Another way is intentional use. Intentional use is:

  • Telling LLMs exactly what to do.
  • Inspecting their code, line by line, before accepting.
  • Unit testing the solution before it ever sees production.

This means treating LLMs as over-confident, lightning-fast assistants. They are incredibly helpful in boosting productivity, quickly looking things up and delivering operational code. They can search a 100-page API documentation and find a solution to your problem in seconds.

Unless we see a structural breakthrough in how language models are built, this is also the best we can have: an over-confident assistant. LLMs don’t think or reason; they achieve (shallow) deductive closure at best. While the debate over whether LLMs “think” can be unproductive, there is a practical implication: LLMs make profoundly inhuman coding mistakes.

The errors LLMs make aren’t the errors a human assistant would make, so working with LLMs takes another perspective shift. Understanding this distinction is key to effectively using them: our coding assistant is deeply inhuman.

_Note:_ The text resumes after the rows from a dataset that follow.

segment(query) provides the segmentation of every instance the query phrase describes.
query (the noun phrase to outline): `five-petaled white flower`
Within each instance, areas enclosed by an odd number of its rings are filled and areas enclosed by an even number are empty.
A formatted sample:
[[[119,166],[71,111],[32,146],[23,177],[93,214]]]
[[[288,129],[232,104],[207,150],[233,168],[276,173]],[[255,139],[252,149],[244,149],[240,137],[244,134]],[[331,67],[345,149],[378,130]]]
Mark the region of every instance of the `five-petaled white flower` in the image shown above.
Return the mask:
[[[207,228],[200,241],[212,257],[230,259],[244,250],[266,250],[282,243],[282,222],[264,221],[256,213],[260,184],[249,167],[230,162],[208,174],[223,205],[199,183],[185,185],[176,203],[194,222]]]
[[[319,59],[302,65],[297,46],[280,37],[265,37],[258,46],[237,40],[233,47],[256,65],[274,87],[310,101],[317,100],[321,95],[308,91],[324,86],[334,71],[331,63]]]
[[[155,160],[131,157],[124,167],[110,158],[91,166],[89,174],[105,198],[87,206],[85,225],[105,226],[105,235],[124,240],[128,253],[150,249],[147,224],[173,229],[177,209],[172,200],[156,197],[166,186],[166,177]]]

Otherwise, LLM-driven coding will inevitably lead to more failures in data science. Expect to hear more stories about models breaking unexpectedly.

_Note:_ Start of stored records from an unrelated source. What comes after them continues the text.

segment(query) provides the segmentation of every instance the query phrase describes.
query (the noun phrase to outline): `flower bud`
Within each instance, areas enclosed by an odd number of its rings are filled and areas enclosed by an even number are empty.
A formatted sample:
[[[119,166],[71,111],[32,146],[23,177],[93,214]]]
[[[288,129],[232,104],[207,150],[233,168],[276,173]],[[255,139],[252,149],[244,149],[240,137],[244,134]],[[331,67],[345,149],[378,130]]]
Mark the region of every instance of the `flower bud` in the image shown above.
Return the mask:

This post was inspired by the write-up “Here’s how I use LLMs to help me write code,” which nails many other crucial points. It’s worth checking out.

Using LLMs for IV discovery and data

LLMs excel at search and discovery. Why not use them to find IVs for causal models?

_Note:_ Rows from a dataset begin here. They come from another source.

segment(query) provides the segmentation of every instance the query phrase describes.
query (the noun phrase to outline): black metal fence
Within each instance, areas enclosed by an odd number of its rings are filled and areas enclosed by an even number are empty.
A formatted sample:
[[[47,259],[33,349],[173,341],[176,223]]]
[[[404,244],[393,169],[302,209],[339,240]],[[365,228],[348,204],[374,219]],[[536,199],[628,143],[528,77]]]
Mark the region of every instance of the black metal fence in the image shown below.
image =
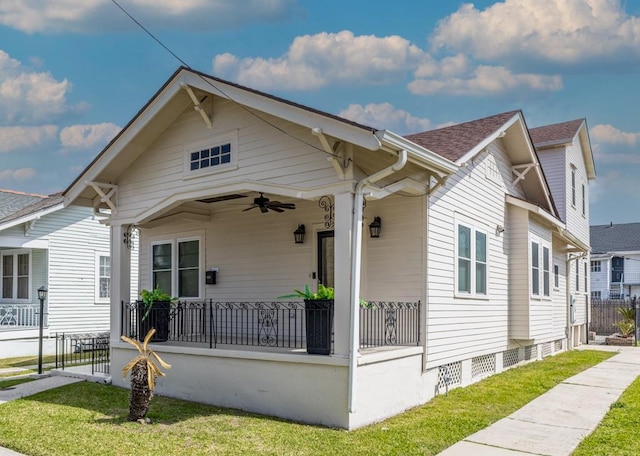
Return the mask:
[[[151,309],[146,320],[168,320],[164,340],[218,345],[304,349],[307,345],[303,302],[178,302],[166,316]],[[328,312],[328,310],[327,310]],[[122,334],[146,333],[139,302],[122,303]],[[420,343],[420,303],[371,302],[360,309],[360,347]]]
[[[91,365],[91,374],[109,373],[109,333],[56,333],[56,369]]]
[[[636,298],[628,299],[591,299],[591,319],[589,331],[596,334],[611,335],[618,331],[615,324],[622,320],[618,313],[621,307],[633,308]]]
[[[420,344],[420,301],[360,307],[360,348]]]

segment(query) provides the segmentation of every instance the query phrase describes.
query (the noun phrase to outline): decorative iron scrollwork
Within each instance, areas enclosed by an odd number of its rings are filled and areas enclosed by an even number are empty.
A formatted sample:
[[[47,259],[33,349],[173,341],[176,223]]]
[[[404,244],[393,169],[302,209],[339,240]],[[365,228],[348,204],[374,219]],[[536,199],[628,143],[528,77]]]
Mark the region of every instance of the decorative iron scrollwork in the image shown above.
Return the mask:
[[[323,209],[326,214],[324,216],[324,227],[329,229],[334,227],[334,209],[335,204],[330,196],[323,196],[318,201],[318,206]]]

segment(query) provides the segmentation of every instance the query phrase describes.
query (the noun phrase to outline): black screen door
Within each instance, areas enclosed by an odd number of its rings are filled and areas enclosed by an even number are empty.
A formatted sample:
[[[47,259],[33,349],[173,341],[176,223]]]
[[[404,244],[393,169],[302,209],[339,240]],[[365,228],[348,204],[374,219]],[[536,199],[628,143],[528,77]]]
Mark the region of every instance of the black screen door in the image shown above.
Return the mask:
[[[318,283],[334,287],[333,231],[318,232]]]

In a new section in Causal Book, Using LLMs for IV discovery and data, we offer a prompt template to help discover candidate IVs and their actual data. We tested it with the latest Gemini (2.5 Pro Preview 06-05-2025) and the results are promising.

This section is the latest addition to the IV design pattern chapter of Causal Book. The book itself aims to:

  1. provide solution patterns and their code implementations in R and Python,
  2. discuss different approaches to the same pattern on the same data (Statistics, Machine Learning, Bayesian),
  3. demystify some surprising (or seemingly surprising) challenges in applying the causal design patterns.

See the full table of contents here.

We’ll next dive into the regression discontinuity design pattern, which I hope will be even more fun with the newly added support in DoubleML.

How do LLMs report scientific text?

In short, by exaggerating.

It seems so convenient: when you are short of time, asking ChatGPT or another chatbot to summarise a scientific paper to quickly get a gist of it. But in up to 73 per cent of the cases, these large language models (LLMs) produce inaccurate conclusions…

Over a year, we collected 4,900 summaries. When we analysed them, we found that six of ten models systematically exaggerated claims they found in the original texts.

This prompts the question: why? My initial thought was that since these models are built to generalize, and exaggeration is a form of faulty generalization, they might actually be working as intended. This aligns with the study’s finding that LLMs are nearly five times more likely to produce broad generalizations than humans.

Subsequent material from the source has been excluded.